Cldn5 dynamics in bEnd.3 cells following exposure to E. coli.

(A) The overlap between Cldn5 and β-catenin, GLUT1, PECAM1, and ZO-1, in WT and Tlr4KObEnd.3 cells, either not exposed to E. coli (control) or exposed to E. coli for 4 hours. Shown here is a more granular quantification of the experiment shown in Figure 5A-D, with each datapoint representing a 100 µM x 100 µM region of interest (ROI). (B) bEnd.3 cells were pre-incubated for 30 minutes with the indicated fluorescent tracer, then either not exposed to E. coli (control) or exposed to E. coli for 4 hours, and finally fixed and immunostained for Cldn5. Scale bars, 20 µm. (C) Quantification of % overlap between tracer and Cldn5 from the experiment shown in (B). (D) Cldn5 internalization and recovery during 1 hour of E. coli exposure, followed by washing away of the E. coli, and then an additional 3 hours of incubation in medium without bacteria. (E) Quantification of the experiment shown in (D). The metric on the y-axis is (cytoplasmic signal – plasma membrane signal)/(cytoplasmic signal + plasma membrane signal). 100% cytoplasmic localization corresponds to 1.0. 100% plasma membrane localization corresponds to −1.0. 50% cytoplasmic localization + 50% plasma membrane localization corresponds to 0.0. Box plots show median, interquartile range, and all individual data points. Each data point represents one image from representative images in three biological replicates. Statistical comparisons (p-values) were calculated with the Wilcoxon rank-sum test.

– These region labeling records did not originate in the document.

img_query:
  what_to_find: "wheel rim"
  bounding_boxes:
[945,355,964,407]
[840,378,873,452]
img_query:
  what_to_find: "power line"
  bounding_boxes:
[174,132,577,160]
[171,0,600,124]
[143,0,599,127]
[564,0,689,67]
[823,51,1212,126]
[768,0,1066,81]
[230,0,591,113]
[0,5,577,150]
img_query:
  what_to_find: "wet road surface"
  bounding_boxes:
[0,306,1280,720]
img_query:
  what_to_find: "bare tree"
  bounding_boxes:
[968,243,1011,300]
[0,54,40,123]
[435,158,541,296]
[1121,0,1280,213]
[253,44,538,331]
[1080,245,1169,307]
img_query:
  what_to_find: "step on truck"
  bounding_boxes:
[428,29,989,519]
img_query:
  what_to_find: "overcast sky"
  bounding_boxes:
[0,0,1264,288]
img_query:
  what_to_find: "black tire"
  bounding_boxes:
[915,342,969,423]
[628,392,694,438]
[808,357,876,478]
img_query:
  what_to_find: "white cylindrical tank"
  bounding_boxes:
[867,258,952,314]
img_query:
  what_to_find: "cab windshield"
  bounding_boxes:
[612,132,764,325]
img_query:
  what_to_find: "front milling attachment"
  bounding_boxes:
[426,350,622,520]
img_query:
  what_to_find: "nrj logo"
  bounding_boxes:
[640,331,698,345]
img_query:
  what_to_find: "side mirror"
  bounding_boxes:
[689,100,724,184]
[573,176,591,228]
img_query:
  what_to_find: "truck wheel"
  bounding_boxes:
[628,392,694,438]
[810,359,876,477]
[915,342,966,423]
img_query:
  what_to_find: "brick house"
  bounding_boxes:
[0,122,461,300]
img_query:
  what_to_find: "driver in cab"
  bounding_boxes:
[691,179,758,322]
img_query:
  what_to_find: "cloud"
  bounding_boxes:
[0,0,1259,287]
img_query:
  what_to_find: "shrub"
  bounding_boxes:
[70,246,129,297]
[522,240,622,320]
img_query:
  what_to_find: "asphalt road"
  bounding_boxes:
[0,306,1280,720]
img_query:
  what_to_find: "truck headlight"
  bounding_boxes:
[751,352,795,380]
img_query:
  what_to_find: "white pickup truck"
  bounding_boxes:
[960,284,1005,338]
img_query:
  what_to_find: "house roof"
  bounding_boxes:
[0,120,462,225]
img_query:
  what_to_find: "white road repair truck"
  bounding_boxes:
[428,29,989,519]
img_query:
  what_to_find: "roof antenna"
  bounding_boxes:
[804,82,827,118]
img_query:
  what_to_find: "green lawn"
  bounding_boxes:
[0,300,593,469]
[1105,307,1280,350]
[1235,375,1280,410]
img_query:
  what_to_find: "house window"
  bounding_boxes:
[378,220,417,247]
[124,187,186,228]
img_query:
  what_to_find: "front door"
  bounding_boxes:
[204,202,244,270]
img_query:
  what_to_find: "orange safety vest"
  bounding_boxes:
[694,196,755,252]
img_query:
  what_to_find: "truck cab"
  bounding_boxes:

Transcriptome analysis of WT and Tlr4KO bEnd.3 cells, with or without exposure to E. coli.

(A) Principal component analysis showing the relatedness of the 14 bEnd.3 RNAseq samples. Two of the four orange symbols are nearly superimposed. (B) Pearson correlations for the 14 bEnd.3 RNAseq samples. (C) Pathway-level effects, showing the difference between WT and Tlr4KO bEnd.3 cells for control vs. E. coli exposure. Red, false discovery rate (FDR) less than 0.01. Orange, FDR between 0.01 and 0.05. Green, FDR between 0.05 and 0.25. Grey, FDR greater than 0.25. (D-F) Individual transcript abundances in the 14 bEnd.3 RNAseq samples for three GSEA categories. The transcriptome responses to infection are minimal in Tlr4KO bEnd.3 cells.